I sat and ate, slowly, as the heat was already annoying. Then I rode over to the used book store and turned in my books. I wandered around, deciding which books I might get. I was offered something in cash or $24 in trade which is pretty good. So I got the most beat-up and therefore cheapest, copy of "Survival In Auschwitz" by Primo Levi, and a Tanakh that is of really nice quality and was only $20. It came to more like $25 and the owner said my trade credit and the less than a dollar of trade credit I had on a card was enough. 

Next I rode over to the Teen Challenge thrift store and gave them the books the book store didn't want. They were happy to get them and I looked around a bit - I'll have to try to have some money on hand when I go there. 

Now the ride home. I realized too late that I could have simply gone away from downtown, to Hedding or I think it's called Naglee there, and gone home that way. I decided to ride for Whole Foods to get another bottle of water and home from there. 

I rode past the St. Leo The Great church where there was a wedding or something going on, with a mariachi band so I stopped to listen to / watch the trumpeters. They play short phrases but put a LOT of expression/vibrato into the shortest of notes, at the end of a phrase. And there are a lot of breaks in their playing so they can keep having a great tone. I was given a nasty look by the only white person there, some kind of limo driver with a Rolls Royce "silver cloud" so I went and sat on the wall in the only patch of shade there was and no one could say boo. This is pretty nice, I thought, as I drank the last of my water. 
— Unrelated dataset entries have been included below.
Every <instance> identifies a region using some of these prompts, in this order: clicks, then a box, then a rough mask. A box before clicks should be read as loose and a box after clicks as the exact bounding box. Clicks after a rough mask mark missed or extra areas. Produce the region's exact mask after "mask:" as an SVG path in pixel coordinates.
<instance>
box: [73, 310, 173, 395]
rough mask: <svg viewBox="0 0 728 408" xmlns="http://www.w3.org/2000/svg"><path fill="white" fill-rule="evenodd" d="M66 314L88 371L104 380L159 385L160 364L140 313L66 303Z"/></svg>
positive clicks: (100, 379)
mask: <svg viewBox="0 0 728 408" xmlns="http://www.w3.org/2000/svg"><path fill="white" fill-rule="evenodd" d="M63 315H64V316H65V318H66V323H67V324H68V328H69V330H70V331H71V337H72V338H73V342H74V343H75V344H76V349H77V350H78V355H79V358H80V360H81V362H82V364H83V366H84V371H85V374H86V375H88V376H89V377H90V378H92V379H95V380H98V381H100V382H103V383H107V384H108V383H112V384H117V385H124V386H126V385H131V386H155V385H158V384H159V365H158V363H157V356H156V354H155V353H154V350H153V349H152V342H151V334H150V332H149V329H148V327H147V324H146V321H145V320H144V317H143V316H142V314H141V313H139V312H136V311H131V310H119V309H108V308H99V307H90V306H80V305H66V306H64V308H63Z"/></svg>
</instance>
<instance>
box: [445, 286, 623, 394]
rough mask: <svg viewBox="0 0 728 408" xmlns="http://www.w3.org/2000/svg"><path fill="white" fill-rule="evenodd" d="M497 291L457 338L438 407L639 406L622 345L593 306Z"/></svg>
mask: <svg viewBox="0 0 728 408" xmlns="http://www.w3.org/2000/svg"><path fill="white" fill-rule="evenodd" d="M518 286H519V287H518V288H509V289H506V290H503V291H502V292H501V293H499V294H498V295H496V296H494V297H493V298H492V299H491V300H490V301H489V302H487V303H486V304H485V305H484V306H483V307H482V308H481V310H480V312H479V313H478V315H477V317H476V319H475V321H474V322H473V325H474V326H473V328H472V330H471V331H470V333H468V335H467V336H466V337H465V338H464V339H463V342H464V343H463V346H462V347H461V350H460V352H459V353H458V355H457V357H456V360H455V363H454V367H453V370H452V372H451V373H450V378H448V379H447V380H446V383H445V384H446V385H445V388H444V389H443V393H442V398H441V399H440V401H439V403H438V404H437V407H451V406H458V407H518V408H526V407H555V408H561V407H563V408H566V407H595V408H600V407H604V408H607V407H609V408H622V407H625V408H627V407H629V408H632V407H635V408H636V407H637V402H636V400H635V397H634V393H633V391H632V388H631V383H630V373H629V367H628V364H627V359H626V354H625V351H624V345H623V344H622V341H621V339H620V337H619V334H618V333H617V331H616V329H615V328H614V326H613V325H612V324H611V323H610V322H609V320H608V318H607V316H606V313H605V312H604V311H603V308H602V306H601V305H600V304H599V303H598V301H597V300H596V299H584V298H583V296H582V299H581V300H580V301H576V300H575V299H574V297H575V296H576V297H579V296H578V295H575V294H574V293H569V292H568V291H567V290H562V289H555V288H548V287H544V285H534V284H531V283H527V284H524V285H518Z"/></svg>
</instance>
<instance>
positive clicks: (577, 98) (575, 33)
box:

I rode to Whole Foods and got another bottle of water which was great because it was icy cold. Then I rode the back way, past "Microscopic Italy" and right to St. James Park where there were a bunch of tents set up and music playing so I checked that out. "Batman", the guy who dresses as Batman and hands out supplies to the homeless, was there and I said Hi, I'd played the Batman theme for him years ago and he remembered. I drank a little cup of coffee given out by a guy who was promoting coffee, and looked at the other booths. 

How strange it is, to have thought of myself as being a leftist, to see so many leftist people who genuinely want me dead if they see me as Jewish. The most ridiculous one was one that equated Leonard Peltier, an American Indian activist who'd in the clink for shooting a guy, with the "Palestinians". I guess it's equating a scumbag with scumbags. If you shoot a guy, you generally go to prison. If you shoot a guy for political reasons, you tend to go to prison for longer. And if you shoot a guy for political reasons and the guy's an officer of the law, well, Leonard's not getting out any time soon. But of course to the Left he's a hero. (I just did a quick read of the Wikipedia, and it was two FBI agents, who were already incapacitated by gunshot wounds, and were "finished off "with close-range shots to their heads.) 

I found a few books on the rest of the way home and got back in here. At least it was cool inside here and I had my fan and could drink ice water. I took another look at the Tanakh and interestingly, it was printed in 2016 in the UK. The UK doesn't have different denominations of Judaism like the US does, it's pretty much all Orthodox with a head rabbi. It's in Hebrew and English.